CNES wird während der Lebensdauer von Jason 2 aber weiter verantwortlich sein, wenn es um Aufgaben geht, die keine Routineangelegenheiten sind. Beispielsweise soll CNES eingreifen, sollte sich der Satellit in einen Sicherheitsmodus, den sogenannten "safehold mode", versetzen, wenn in den Systemen des Raumfahrzeuges irgendwelche Anomalien auftreten. Außerdem wird die CNES regelmäßig die Leistung des Poseidon-3-Radarhöhenmessers und des DORIS-Instruments (Doris = Doppler Orbitography and Radio-positioning Integrated by Satellite) überwachen und die Entwicklung des Orbits des Satelliten abschätzen und bewerten.

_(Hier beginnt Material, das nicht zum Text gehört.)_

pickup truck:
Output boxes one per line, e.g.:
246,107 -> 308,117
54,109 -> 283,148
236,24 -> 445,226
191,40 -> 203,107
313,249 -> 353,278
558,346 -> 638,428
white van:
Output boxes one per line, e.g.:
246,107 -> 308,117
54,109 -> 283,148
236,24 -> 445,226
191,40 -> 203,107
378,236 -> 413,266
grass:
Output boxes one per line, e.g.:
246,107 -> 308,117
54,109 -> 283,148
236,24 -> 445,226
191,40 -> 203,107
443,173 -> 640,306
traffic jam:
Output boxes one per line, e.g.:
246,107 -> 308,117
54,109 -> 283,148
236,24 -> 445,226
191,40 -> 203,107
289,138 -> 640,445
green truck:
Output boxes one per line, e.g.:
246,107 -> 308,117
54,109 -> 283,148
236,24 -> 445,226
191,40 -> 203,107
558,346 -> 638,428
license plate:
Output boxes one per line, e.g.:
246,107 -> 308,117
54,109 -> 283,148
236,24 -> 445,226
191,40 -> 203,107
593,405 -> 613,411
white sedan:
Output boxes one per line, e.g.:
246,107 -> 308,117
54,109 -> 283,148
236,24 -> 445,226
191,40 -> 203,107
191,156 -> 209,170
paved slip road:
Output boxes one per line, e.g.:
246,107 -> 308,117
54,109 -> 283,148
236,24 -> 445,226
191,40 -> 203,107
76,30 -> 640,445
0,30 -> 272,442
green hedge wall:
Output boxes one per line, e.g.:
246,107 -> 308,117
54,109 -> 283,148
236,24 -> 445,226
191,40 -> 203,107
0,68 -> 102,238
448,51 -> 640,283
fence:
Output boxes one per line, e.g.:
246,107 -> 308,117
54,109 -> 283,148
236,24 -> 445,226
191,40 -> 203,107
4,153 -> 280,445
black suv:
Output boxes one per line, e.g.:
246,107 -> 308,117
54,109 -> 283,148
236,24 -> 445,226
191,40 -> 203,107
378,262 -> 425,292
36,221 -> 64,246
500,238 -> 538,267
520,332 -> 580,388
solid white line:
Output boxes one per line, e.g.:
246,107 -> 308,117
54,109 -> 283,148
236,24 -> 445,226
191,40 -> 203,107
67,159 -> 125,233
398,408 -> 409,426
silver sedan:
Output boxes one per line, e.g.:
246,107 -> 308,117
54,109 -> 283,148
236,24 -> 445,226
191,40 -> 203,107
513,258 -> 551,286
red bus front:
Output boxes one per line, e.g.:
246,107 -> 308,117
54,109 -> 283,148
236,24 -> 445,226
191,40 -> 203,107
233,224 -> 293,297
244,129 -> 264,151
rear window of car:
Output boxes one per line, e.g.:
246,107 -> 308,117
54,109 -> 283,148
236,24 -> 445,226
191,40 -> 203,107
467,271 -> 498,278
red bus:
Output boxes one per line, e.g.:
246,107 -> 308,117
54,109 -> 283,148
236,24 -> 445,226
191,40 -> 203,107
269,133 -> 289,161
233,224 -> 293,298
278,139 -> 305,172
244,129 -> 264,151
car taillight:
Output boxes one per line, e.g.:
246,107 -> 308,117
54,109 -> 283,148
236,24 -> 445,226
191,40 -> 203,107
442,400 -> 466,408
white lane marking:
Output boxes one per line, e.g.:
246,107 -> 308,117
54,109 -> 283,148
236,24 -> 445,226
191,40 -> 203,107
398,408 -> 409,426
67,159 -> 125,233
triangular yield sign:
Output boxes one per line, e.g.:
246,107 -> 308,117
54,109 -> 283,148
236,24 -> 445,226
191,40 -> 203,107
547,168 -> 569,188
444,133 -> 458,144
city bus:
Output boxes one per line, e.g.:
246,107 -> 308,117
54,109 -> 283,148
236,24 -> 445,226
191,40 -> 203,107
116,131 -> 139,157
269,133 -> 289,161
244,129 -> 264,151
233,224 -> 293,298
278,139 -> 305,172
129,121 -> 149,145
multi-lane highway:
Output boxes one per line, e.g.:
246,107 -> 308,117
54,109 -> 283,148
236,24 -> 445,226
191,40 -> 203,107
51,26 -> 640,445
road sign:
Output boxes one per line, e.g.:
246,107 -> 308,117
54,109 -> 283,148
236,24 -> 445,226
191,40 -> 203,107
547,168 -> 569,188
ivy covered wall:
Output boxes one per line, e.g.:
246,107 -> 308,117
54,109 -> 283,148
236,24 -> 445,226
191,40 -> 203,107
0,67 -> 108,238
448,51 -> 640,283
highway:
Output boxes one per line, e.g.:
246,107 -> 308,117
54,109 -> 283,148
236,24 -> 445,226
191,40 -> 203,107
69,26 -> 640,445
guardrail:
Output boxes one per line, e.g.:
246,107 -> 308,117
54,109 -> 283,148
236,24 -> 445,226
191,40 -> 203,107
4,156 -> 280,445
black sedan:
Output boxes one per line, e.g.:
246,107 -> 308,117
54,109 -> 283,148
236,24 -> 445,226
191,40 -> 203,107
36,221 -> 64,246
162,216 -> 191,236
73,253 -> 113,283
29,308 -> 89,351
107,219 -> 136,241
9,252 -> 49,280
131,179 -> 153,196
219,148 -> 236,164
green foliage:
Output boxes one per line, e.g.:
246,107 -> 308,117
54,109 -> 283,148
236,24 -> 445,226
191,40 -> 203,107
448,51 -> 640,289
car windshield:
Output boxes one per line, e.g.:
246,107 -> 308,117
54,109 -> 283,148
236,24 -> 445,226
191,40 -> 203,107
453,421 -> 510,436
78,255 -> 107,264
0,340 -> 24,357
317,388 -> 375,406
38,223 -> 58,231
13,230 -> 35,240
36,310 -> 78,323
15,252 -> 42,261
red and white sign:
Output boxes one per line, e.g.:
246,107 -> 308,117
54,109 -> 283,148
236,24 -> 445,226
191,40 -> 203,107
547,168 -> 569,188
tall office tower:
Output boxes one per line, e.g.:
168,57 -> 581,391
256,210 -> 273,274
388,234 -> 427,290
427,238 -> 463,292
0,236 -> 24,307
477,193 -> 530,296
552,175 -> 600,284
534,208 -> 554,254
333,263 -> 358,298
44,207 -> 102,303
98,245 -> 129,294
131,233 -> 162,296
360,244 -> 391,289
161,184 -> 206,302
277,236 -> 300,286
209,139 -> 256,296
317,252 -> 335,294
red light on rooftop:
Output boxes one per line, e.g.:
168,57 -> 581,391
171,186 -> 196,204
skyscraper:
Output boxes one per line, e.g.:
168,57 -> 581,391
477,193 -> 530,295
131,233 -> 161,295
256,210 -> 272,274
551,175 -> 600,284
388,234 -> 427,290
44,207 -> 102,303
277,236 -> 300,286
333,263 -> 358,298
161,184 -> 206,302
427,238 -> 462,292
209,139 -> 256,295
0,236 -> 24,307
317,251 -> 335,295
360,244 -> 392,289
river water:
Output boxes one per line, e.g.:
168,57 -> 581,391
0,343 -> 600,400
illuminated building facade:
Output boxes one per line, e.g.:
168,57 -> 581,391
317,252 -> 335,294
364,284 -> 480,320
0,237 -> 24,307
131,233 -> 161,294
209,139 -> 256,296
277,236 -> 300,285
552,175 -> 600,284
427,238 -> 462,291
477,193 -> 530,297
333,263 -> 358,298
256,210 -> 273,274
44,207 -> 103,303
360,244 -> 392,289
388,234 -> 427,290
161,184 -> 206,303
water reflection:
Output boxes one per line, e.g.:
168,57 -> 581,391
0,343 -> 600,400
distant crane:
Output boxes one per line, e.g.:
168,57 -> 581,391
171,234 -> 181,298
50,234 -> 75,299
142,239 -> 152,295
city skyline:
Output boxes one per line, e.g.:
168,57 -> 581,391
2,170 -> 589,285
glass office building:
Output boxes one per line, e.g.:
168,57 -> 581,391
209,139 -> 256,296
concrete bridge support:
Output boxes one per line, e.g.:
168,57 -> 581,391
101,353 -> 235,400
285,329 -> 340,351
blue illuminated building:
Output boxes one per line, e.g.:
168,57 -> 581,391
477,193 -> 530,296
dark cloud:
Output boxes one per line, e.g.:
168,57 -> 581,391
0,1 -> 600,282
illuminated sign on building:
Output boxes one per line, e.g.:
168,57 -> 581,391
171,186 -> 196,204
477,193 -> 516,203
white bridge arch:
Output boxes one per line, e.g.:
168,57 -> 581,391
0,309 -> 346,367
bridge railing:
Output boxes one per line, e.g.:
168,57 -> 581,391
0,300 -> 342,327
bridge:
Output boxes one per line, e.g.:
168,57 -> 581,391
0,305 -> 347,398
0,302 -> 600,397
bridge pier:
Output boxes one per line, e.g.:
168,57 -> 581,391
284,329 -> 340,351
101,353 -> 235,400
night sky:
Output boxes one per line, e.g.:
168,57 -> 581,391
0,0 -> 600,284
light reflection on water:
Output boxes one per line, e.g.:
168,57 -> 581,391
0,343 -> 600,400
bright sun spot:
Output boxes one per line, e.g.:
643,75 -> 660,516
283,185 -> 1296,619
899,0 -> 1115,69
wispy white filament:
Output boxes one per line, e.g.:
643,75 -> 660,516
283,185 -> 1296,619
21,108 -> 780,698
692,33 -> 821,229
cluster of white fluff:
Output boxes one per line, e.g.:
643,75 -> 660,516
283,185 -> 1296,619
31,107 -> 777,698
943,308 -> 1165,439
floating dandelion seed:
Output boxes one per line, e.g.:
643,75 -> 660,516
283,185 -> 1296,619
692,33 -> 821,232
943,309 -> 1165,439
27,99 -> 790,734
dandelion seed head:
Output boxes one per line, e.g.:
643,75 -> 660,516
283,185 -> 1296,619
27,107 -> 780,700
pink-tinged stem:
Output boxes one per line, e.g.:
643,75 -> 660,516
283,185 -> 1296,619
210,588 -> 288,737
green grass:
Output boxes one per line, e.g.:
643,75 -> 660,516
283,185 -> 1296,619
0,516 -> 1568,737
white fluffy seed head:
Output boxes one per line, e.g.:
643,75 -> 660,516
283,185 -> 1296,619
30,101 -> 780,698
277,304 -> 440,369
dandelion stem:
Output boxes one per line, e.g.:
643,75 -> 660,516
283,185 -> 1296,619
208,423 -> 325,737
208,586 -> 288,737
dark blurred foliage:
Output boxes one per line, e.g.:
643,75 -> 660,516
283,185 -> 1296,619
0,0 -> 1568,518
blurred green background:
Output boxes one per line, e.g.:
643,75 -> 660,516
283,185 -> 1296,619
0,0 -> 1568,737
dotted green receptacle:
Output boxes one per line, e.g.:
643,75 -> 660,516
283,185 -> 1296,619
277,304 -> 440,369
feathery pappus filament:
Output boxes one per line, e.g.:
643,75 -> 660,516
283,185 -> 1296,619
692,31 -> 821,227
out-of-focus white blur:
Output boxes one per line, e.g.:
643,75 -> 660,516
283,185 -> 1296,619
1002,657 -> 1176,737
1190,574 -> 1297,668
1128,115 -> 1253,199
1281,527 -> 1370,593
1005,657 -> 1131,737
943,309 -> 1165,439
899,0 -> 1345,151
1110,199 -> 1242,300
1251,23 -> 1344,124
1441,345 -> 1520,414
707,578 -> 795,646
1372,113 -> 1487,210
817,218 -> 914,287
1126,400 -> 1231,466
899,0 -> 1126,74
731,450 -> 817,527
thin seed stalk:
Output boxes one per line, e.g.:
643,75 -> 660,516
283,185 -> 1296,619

NASA wird regelmäßig die Leistung des GPS-Systems zur genauen Positionsbestimmung an Bord des Satelliten, sowie der Laser- und Radiometriegeräte (Laser Retroreflector Array - LRA und Advanced Microwave Radiometer - AMR) beobachten.

Ende November wird NOAA die Verarbeitung von empfangenen wissenschaftlichen Daten beginnen und die Daten den Nutzern zur Verfügung stellen.

Die europäische Organisation für Meteorologiesatelliten EUMETSAT wird über eine eigene Bodenstation in Usingen in Hessen ebenfalls Daten empfangen. Die Steuerung der Empfangsstation in Usingen kann vom NOAA-Kontrollzentrum in Suitland aus der Ferne erfolgen. EUMETSAT wird die empfangenden Daten eigenständig verarbeiten und ihren Nutzern bereitstellen.

Wie seine Vorgänger TOPEX/Poseidon und Jason 1 soll Jason 2 der Klimadatenerfassung dienen. Er wird Langzeitbeobachtungen der Erdozeane durchführen, Pegelmessungen vornehmen, Wellenhöhen und Windgeschwindigkeiten messen und die Entwicklung des Meeresanstiegs beobachten. Mit seinem Radarhöhenmesser kann der Jason 2 alle zehn Tage 95 Prozent der eisfreien Meeresfläche abtasten.

Zusätzlich soll der Satellit bei der Beobachtung von z. B. tropischen Stürmen und Hurrikanen helfen, um Prognosen über deren Entwicklung und Verlauf anstellen zu können. Der Einfluss des jeweilgen Meereszustandes auf die Stärke der Stürme soll untersucht werden. Dazu soll auch die im Wasser vorhandene Wärmemenge aufgezeichnet werden. Man hofft, die Genauigkeit bei der Vorhersage der Stärke eines Sturmes zu einer bestimmten Zeit an einem bestimmten Ort weiter verbessern zu können, was letztlich zusätzliche Leben retten helfen wird.